The padx and pady options allow you to set a padding around a widget. The ipadx and ipady options are used for internal padding. The default value of an external and internal padding is 0.

Let’s use these options in an example. I created another file named test05.py and I placed all the code for this example in it.

from tkinter import *
root = Tk()

root.title('Motorcycles')
Label(root, text = "Brand:").grid(row = 0, column = 0, sticky = E)
Entry(root, width = 35).grid(row = 0, column = 1, padx = 2, pady = 2, sticky = 'we', columnspan = 4)
Label(root, text="Model:").grid(row = 1, column = 0, sticky = E)
Entry(root).grid(row = 1, column = 1, padx = 2, pady = 2, sticky = 'we', columnspan = 4)
Button(root, text = "Find").grid(row = 0, column = 5, sticky = E + W, padx = 2, pady = 2)
Button(root, text = "Options").grid(row = 1, column = 5, sticky = E + W, padx = 2)
Button(root, text = "Custom").grid(row = 2, column = 5, sticky = E + W, padx = 2)
Button(root, text = "Reset").grid(row = 3, column = 5, sticky = E + W, padx = 2)
Checkbutton(root, text = "Retro").grid(row = 2, column = 1, columnspan = 2, sticky = W)
Checkbutton(root, text = "Accesories").grid(row = 3, column = 1, columnspan = 2, sticky = W)
Checkbutton(root, text = "Delivered").grid(row = 4, column = 1, columnspan = 2, sticky = W)
Label(root, text = "Color:").grid(row = 2, column = 3, sticky = W, padx = 8)
Radiobutton(root, text = "Red", value = 1).grid(row = 3, column = 3, sticky = W)
Radiobutton(root, text = "Blue", value = 2).grid(row = 3, column = 3, sticky = E)

root.mainloop()

If you run the file in the terminal you should get something like shown below:

Tkinter grid geometry manager

Other grid() options commonly used are widget.grid_forget() and widget.grid_remove() methods. There are many more! For a complete grid reference, type the following command in the Python shell:

>>> import tkinter
>>> help(tkinter.Grid)

You can configure a grid’s column and row sizes to override the default customization given automatically. The height of all the grid rows (and columns) is automatically adjusted to be the height of its tallest cell.

To override this automatic sizing of columns and rows you can use something like shown below:

widget_name.columnconfigure(n, option = value, ...)
widgen_name.rowconfigure(N, option = value, ...)

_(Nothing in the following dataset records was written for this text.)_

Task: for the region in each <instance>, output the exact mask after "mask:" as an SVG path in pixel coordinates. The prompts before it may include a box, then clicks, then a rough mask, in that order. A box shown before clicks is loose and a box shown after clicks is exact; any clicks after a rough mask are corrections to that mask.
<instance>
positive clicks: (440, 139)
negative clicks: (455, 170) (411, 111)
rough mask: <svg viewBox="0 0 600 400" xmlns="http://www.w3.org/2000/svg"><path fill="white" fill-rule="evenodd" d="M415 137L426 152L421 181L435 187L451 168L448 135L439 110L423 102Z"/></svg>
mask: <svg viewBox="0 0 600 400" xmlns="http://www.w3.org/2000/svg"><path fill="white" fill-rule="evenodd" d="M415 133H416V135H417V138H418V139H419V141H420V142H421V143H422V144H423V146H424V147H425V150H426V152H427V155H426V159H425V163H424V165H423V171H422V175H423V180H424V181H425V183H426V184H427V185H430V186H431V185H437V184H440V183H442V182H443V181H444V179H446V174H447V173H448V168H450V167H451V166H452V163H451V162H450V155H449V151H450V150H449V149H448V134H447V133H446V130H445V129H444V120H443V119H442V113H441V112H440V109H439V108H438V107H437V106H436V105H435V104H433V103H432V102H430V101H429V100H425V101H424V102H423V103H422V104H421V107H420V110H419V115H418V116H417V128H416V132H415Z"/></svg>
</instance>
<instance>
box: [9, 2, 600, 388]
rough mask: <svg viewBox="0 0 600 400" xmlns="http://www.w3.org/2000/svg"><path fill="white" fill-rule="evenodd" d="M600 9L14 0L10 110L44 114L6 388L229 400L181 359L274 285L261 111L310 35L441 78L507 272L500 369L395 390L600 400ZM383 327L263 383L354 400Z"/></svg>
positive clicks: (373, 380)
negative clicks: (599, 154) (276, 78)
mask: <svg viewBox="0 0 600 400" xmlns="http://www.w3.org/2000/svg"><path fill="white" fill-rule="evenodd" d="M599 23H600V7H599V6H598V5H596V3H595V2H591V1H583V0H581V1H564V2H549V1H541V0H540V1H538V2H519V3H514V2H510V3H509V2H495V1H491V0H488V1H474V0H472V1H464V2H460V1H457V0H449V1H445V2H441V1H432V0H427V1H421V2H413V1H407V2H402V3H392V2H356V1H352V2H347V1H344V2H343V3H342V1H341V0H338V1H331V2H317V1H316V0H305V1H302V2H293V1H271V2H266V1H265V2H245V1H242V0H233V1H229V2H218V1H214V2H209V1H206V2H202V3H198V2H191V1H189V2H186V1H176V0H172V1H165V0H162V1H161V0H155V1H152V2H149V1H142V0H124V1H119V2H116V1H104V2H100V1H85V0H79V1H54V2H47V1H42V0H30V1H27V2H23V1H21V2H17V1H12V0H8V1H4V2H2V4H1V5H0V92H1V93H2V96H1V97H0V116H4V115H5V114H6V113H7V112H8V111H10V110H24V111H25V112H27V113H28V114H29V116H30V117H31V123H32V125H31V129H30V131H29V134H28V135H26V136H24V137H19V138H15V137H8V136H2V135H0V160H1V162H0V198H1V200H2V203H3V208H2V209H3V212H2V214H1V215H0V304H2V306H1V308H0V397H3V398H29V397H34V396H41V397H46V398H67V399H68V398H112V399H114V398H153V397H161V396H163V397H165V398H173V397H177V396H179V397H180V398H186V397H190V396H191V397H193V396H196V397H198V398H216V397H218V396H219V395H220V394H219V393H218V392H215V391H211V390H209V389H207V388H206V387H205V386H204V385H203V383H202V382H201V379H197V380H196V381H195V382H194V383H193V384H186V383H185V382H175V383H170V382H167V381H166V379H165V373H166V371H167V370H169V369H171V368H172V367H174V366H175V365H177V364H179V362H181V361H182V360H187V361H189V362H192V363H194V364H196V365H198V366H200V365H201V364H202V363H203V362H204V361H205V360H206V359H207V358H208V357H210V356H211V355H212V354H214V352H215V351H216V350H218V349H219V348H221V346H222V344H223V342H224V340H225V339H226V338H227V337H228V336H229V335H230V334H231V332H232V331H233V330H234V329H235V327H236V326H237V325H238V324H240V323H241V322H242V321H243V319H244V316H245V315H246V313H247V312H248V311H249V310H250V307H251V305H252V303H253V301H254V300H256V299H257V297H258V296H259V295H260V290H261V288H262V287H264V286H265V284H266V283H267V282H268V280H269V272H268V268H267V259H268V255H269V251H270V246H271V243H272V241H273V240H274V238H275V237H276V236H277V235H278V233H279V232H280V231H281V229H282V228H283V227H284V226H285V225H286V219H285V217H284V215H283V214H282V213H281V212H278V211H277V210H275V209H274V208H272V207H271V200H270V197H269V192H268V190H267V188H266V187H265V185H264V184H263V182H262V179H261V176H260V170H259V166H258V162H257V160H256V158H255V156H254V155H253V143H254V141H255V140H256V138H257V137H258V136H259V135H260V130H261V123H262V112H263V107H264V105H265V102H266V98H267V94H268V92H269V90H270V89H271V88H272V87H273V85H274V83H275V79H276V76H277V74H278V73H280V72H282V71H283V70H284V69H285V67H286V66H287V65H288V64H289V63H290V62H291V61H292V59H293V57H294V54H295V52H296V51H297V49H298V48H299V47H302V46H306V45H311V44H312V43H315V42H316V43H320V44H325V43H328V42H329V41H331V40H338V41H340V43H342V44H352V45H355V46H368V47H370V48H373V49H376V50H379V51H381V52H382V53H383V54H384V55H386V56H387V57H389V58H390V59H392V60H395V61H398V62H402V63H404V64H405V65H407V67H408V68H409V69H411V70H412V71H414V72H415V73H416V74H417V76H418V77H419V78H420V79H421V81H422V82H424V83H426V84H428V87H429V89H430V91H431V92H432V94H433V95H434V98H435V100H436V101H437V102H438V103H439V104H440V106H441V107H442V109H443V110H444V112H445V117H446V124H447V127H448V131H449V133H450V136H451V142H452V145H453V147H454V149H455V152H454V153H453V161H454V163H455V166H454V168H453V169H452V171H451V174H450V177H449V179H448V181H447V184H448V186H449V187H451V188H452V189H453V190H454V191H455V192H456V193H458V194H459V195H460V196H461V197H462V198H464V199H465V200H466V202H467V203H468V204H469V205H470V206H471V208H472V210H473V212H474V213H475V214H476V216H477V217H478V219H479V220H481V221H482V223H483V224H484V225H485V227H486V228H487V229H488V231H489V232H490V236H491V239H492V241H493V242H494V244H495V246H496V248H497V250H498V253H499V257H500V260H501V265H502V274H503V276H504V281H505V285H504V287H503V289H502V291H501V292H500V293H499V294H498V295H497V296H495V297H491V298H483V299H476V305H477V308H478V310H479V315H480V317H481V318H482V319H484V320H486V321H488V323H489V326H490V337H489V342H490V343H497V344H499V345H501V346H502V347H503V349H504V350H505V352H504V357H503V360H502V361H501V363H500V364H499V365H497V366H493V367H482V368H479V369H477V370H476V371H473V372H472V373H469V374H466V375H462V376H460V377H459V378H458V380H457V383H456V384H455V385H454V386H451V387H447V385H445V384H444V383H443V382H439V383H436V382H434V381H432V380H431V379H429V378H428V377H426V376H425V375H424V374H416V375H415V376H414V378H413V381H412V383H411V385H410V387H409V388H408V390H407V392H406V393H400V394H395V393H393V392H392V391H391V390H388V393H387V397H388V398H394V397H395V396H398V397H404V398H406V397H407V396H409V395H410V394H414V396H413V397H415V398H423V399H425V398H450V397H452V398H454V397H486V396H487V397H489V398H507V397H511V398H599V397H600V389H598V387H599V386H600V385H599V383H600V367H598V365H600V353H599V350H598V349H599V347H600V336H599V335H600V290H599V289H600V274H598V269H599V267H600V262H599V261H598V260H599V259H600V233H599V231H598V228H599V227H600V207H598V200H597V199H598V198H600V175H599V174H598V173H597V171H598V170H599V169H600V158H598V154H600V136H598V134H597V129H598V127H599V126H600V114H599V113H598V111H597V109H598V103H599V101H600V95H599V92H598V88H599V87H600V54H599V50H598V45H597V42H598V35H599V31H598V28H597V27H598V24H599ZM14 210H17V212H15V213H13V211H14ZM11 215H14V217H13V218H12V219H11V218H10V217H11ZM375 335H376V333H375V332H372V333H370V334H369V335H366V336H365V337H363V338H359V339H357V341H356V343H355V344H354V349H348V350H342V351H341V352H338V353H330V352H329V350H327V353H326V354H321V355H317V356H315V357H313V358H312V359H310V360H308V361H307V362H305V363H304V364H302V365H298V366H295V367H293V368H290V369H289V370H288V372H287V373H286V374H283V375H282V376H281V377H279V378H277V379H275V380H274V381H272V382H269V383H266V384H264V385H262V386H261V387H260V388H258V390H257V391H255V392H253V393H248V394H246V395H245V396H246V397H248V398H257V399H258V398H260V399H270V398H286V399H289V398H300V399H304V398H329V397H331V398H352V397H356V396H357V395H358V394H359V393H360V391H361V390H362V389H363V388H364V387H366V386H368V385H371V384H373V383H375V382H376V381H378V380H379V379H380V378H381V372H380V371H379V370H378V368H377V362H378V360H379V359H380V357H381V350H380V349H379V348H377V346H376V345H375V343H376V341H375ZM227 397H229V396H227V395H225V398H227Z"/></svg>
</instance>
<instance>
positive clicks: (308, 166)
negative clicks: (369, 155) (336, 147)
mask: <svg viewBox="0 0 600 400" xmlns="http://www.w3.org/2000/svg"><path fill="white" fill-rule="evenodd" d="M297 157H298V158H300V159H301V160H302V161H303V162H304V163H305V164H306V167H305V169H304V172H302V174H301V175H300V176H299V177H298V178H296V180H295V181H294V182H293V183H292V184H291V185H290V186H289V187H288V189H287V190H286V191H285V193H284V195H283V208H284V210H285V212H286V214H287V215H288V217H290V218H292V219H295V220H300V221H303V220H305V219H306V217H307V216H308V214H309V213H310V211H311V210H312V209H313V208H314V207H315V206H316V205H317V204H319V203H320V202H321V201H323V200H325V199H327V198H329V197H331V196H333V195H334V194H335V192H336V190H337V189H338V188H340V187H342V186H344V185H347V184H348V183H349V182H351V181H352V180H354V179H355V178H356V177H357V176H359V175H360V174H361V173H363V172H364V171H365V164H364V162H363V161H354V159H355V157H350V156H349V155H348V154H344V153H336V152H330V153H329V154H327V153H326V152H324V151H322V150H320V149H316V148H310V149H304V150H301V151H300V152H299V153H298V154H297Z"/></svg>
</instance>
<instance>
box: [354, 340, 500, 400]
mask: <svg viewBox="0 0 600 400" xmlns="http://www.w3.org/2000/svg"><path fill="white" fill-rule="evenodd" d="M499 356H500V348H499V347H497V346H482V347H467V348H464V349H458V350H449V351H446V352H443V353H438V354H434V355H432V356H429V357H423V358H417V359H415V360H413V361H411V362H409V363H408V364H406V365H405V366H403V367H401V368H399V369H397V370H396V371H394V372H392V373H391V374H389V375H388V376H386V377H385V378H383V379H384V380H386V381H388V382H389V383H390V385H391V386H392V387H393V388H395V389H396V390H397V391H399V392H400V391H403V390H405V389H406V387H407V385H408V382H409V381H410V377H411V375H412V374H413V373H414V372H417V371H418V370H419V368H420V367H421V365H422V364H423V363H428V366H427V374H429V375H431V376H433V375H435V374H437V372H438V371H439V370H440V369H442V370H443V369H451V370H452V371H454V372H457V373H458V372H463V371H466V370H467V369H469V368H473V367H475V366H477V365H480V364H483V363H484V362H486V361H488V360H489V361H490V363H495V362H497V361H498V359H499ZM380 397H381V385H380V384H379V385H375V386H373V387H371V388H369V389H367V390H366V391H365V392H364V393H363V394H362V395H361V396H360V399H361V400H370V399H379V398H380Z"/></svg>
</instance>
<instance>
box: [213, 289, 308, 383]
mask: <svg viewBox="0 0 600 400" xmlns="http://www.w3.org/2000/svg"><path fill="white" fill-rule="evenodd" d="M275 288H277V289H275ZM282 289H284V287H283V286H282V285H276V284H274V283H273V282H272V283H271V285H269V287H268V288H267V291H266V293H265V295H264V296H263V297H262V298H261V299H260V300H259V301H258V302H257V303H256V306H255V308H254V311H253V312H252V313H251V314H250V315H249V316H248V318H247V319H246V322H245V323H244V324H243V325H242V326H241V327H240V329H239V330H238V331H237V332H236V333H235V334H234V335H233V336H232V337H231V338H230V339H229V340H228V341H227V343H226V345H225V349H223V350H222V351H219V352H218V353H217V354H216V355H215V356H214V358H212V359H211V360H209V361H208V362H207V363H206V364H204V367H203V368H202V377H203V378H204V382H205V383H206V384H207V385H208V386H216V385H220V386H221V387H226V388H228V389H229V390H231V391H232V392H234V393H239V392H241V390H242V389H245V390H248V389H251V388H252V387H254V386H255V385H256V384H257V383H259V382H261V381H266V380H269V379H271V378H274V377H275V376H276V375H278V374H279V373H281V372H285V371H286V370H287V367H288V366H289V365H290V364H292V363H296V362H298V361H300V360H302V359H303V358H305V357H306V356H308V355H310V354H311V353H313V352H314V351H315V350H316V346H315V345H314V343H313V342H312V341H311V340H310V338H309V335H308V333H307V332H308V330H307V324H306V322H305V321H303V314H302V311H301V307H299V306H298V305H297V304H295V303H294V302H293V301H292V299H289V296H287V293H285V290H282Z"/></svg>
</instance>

Use these to configure the options for a given widget, widget_name , in either the nth column or the nth row. You can specify minsize, pad, and weight.

Example:

w.columnconfigure(0, weight = 2)
w.columnconfigure(1, weight = 4)

Two-sixths of the extra space is allocated to the first column and four-sixths to the second column.

Note:
The columnconfigure() and rowconfigure() methods are often used for dynamic resizing of widgets.